For one thing, it was a high-power isotope production cyclotron, delivering something like 500 mA of 30 MeV protons to a target: about 15 megawatts. Second, it was one of only four cyclotrons producing all the thallium 201 for the company, and radioactive thallium (for cardiac scans) was the company's most profitable product. So no, I couldn't hook the cyclotron up directly to the computer for control — only for monitoring.
To be safe, the computer control had to fail gracefully and yield to manual control at the flick of a switch, or even faster. What we built was essentially a hierarchical control system. We put the stepping motors for the computer controls behind the normal manual control potentiometers, on the same shafts, with electromagnetic clutches in between. The operator could grab the dial if he thought the computer was messing it up, and the clutch would slip. He could flip the switch powering the clutch, and the computer wouldn't be able to affect the shaft at all. And the stepping motors had their own local controllers, run by 6502-based single-board computers, so that when the cyclotron was in computer-controlled mode and the PDP-11 rebooted, the 6502 held the desired state without the possibility of disturbance.
Better device control for the cloud
All of these tactics could be applied just as easily to an IoT control scheme with top-level software running in the cloud as to one where the top-level software is running on a computer across the room.
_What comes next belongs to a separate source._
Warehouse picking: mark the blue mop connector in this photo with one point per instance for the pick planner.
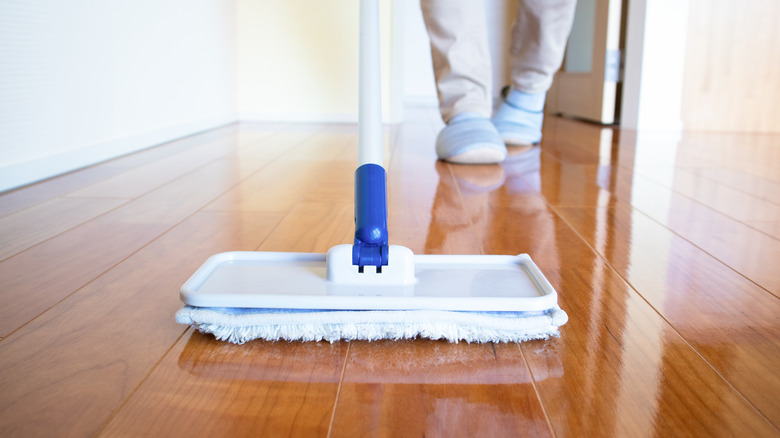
(371, 243)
But the tactics are even more important when your software is in the cloud, because there are many more potential points of failure in between the "plant" (the thing being controlled) and the controller.
Many smart, cloud-connected devices meet the criteria for conservative control design. One is the soon-to-be-released Yale Linus lock. This battery-powered keypad lock connects to a Google Nest controller locally over a low-power protocol. The Nest controller in turn communicates with the Nest cloud, and you can control any Nest device in your house with your smartphone running the Nest app.
The convenient parts of this are that you don't need a key; you can open the door with the keypad even if the house power is out or the Nest controller can't connect to the Internet; you can track who comes and goes; and you can lock and unlock the door with your phone.
There's just one thing wrong with this design: If the batteries fail, how do you get in the door? I'm sure there's a low-battery alarm, but what if that happens when the occupants are away on vacation? One would hope that the standard installation advises that the house have a back door that opens to a key.
I wish that IoT vendors had a better understanding of controls theory and Internet security. If they don't get up to speed soon, exploits such as the hack of a Jeep Cherokee will be just the beginning.